The nation’s largest telco added 958,000 mobile customers in the six months to December 31 on top of 106,000 new fixed broadband subscriptions.

Moreover, the number of customers bundling together a number of different Telstra products grew by 206,000 to more than 1.2 million.

It continued the grab for market share that began in 2010/11, when Telstra earmarked $1 billion for an aggressive marketing campaign that, coupled with lower prices and better customer service, netted 1.66 million new mobile and broadband customers.

“Our strategy is delivering value for customers and for our shareholders,” Mr Thodey said during Telstra’s results presentation in Melbourne on Thursday. “The momentum in our business has continued into the first half.”

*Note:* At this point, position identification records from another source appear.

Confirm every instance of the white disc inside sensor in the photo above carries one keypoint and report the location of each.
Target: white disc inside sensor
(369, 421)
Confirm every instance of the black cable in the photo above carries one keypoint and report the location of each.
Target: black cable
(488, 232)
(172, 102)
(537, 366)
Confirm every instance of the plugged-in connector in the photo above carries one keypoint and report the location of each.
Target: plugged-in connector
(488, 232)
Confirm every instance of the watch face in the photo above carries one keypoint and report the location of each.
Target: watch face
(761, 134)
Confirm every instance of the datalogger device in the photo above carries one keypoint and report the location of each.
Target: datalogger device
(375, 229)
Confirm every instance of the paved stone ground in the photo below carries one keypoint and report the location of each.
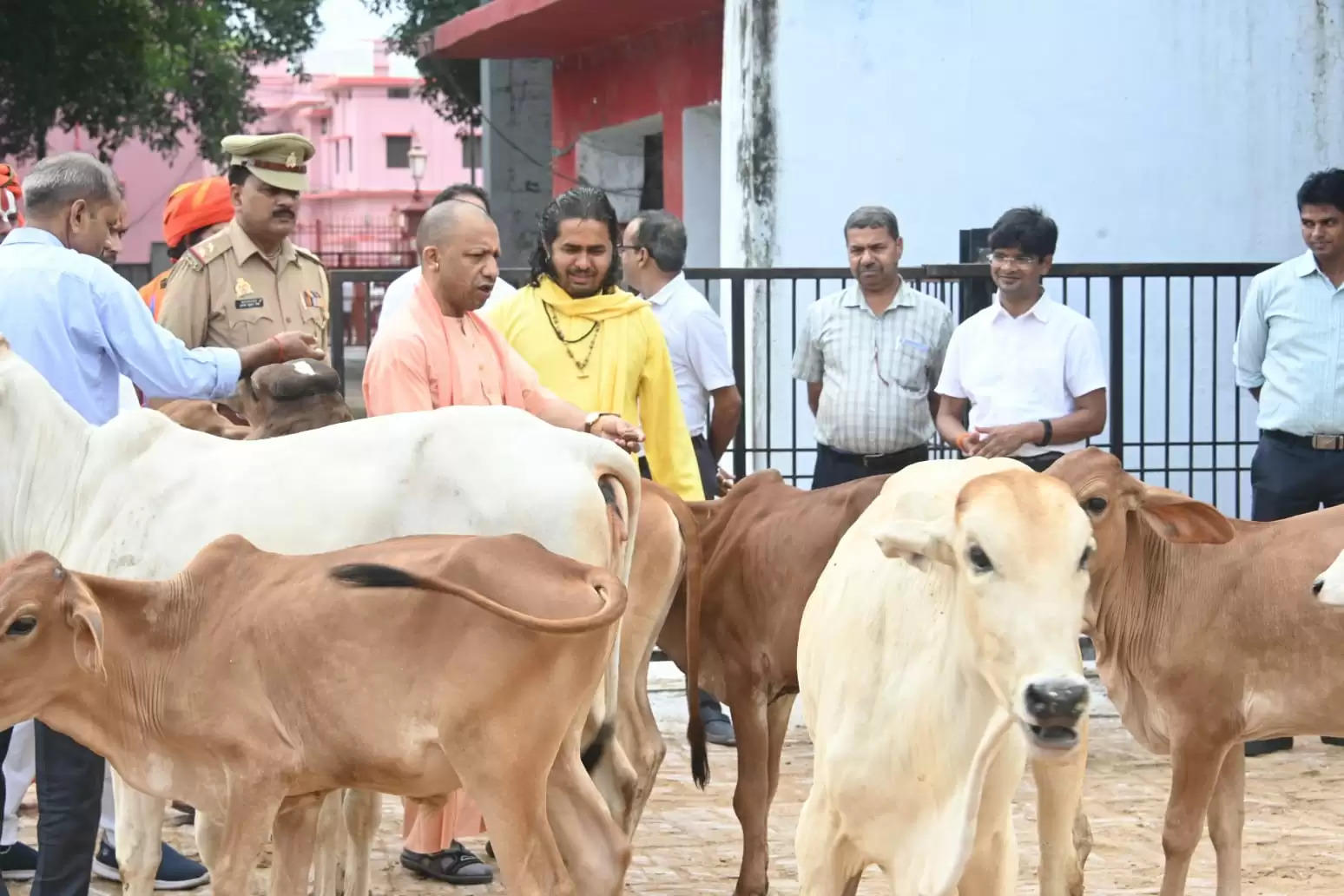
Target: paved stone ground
(689, 842)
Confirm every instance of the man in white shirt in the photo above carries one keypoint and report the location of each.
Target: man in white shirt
(652, 257)
(1288, 356)
(401, 290)
(1030, 367)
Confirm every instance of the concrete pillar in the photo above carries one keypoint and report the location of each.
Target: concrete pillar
(517, 149)
(701, 184)
(749, 178)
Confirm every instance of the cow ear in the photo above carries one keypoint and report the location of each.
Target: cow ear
(1182, 519)
(915, 542)
(83, 616)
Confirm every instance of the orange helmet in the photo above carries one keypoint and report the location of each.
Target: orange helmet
(196, 204)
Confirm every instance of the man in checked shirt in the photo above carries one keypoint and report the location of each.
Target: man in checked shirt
(870, 356)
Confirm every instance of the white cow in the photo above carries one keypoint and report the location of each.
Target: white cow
(1329, 584)
(941, 640)
(139, 496)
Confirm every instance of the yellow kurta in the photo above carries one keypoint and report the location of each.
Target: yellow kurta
(625, 368)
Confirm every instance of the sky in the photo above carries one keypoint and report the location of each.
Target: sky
(346, 43)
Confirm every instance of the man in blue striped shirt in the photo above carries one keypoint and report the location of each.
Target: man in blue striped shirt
(1289, 353)
(80, 324)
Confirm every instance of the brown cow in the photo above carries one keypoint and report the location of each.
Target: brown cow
(293, 397)
(203, 417)
(764, 549)
(254, 721)
(1207, 635)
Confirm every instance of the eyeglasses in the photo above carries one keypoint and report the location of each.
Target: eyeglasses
(1012, 260)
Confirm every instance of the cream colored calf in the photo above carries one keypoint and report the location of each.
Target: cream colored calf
(939, 648)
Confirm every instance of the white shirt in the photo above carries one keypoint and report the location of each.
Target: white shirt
(1018, 370)
(698, 346)
(401, 290)
(1290, 344)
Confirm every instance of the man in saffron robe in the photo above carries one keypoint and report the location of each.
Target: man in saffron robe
(438, 352)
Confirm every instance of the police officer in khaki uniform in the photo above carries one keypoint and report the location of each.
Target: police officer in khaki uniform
(249, 281)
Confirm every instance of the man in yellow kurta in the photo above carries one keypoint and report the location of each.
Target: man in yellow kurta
(594, 344)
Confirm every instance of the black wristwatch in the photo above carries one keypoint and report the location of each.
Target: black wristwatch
(590, 421)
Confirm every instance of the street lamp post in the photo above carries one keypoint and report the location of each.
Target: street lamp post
(417, 156)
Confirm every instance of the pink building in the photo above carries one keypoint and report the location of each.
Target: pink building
(367, 128)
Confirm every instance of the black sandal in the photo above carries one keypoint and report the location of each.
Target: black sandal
(453, 866)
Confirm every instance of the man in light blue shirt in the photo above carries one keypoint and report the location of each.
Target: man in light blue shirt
(80, 326)
(1289, 353)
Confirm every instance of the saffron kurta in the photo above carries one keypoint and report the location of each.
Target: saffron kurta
(609, 356)
(424, 360)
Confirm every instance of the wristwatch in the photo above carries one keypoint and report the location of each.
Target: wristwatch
(590, 421)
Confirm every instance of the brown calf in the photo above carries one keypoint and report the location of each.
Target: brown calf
(254, 719)
(203, 417)
(1207, 635)
(294, 397)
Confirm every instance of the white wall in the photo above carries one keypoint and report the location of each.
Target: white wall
(1150, 129)
(613, 159)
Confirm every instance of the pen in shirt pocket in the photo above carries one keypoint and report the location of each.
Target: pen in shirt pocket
(915, 344)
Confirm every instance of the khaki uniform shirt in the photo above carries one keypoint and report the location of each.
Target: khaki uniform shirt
(223, 292)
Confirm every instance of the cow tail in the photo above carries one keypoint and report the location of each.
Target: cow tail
(620, 486)
(689, 590)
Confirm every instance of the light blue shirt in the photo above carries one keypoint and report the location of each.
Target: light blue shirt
(80, 324)
(1290, 344)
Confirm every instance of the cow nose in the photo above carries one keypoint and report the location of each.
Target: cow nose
(1055, 700)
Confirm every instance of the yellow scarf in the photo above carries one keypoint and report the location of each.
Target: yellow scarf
(613, 311)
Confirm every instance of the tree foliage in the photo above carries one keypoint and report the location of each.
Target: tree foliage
(154, 70)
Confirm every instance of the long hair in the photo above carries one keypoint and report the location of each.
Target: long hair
(583, 203)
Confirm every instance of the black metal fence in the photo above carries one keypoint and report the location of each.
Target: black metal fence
(1175, 415)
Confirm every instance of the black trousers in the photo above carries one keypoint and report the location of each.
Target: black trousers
(69, 807)
(835, 466)
(710, 706)
(1289, 478)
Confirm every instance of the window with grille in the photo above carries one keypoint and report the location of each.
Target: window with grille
(398, 151)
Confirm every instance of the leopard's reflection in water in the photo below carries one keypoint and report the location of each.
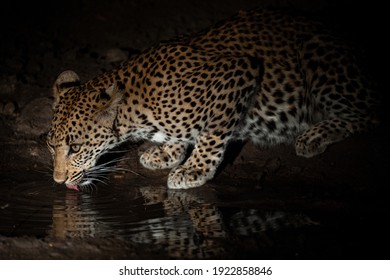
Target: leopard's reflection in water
(178, 224)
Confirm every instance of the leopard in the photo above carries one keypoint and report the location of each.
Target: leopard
(262, 75)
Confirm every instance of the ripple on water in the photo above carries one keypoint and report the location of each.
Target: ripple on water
(181, 223)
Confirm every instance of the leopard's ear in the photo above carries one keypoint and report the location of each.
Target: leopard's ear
(65, 80)
(110, 100)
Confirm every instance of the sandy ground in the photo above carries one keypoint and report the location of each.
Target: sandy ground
(40, 41)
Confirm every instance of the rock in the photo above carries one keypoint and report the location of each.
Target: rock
(116, 55)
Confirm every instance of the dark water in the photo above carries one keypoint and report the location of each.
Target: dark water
(197, 223)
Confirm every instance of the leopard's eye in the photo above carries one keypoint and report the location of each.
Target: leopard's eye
(74, 148)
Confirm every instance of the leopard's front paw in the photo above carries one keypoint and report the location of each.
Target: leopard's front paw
(185, 178)
(309, 147)
(162, 157)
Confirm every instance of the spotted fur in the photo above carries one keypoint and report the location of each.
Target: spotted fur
(262, 76)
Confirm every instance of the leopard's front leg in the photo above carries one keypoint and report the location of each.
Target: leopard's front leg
(201, 165)
(164, 156)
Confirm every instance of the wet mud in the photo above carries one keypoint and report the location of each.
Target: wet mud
(264, 203)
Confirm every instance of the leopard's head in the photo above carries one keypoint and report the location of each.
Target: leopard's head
(83, 128)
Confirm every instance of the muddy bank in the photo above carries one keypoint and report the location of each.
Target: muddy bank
(332, 206)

Revenues from mobiles rose 10.9 per cent to $4.39 billion, which Telstra said was the strongest growth in six halves.

Ovum research director David Kennedy said Telstra had successfully converted its market share gains in the last 18 months into better profitability through improved economies of scale and tighter cost control.

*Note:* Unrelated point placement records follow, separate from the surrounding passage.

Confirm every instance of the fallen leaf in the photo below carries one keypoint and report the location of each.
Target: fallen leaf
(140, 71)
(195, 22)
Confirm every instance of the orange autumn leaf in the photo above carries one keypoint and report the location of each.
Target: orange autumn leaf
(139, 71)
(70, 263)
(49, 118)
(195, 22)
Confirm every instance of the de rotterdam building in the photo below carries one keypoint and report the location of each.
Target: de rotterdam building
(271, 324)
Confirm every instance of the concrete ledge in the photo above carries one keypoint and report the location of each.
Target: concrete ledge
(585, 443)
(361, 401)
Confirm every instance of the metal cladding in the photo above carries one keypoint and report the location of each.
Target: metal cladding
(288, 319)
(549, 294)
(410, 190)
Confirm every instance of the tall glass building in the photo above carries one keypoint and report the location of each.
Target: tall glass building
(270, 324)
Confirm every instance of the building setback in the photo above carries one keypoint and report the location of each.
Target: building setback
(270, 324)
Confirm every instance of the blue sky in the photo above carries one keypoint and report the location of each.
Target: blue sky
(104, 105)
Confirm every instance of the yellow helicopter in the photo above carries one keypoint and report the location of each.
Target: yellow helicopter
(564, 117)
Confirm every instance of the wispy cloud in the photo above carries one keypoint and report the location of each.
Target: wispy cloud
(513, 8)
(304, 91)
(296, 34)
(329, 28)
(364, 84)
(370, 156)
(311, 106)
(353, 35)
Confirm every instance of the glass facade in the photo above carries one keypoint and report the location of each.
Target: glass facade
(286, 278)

“Importantly, it seems to have made these share gains permanent, as permanent as they can be in a competitive industry,” Mr Kennedy said in a research note.

Telstra said net profit for the six months to December 31, 2011, rose 22.9 per cent to $1.468 billion, slightly below market expectations of $1.518 billion.

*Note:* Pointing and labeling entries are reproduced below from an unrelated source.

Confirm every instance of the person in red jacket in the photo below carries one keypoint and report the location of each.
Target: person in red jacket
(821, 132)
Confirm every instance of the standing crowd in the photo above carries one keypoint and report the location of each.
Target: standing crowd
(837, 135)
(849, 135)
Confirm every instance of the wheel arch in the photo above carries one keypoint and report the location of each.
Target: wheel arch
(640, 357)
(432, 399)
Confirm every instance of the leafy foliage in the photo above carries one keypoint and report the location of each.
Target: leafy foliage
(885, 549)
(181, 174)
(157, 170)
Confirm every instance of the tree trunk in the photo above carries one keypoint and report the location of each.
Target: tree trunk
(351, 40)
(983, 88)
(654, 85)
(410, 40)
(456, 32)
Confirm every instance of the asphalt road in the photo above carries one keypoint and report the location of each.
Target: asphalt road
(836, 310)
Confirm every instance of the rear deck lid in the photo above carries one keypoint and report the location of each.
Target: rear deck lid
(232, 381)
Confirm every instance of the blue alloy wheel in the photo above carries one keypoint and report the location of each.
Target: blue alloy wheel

As a result, Telstra shares closed down seven cents, or 2.03 per cent, to $3.37 on a day the broader market fell 0.2 per cent.

In terms of earnings guidance, Telstra presented an unchanged outlook for low, single-digit, revenue and earnings before interest, tax, depreciation and amortisation growth for 2011/12 year, as well as a 28-cent-per-share, fully franked, dividend.

Mr Thodey said it was gratifying to have such strong customer growth in mobiles, both domestically in Australia and also in Hong Kong.

“We have a very clear strategy around investing for profitable growth,” he said. “While the opportunity is there we will continue to accept customers onto our network, when we have competitive offers. We are making no forecasts on that.”

Meanwhile, the fixed line PSTN business shed 136,000 customers and suffered a nine per cent decline in revenue to $2.49 billion.

And as was previously flagged to the market, Telstra said sales revenue from its directories business Sensis fell 24 per cent to $528 million.

Sensis was expected to report a high teens decline in revenue for the full year.

In 2011, Telstra said Sensis was underperforming and announced a three-year plan to arrest the slide in revenue and earnings and to cope with the loss of advertisers from its printed directories.

Telstra on Thursday said Sensis’s first-half result was impacted by the upfront costs of the restructuring and an acceleration in the decline of its Yellow Pages print revenue as the market evolved more rapidly than expected.

“Since launching the strategy in March 2011, it has made progress in restructuring its operations to adapt to the challenges of the directories market,” Telstra said.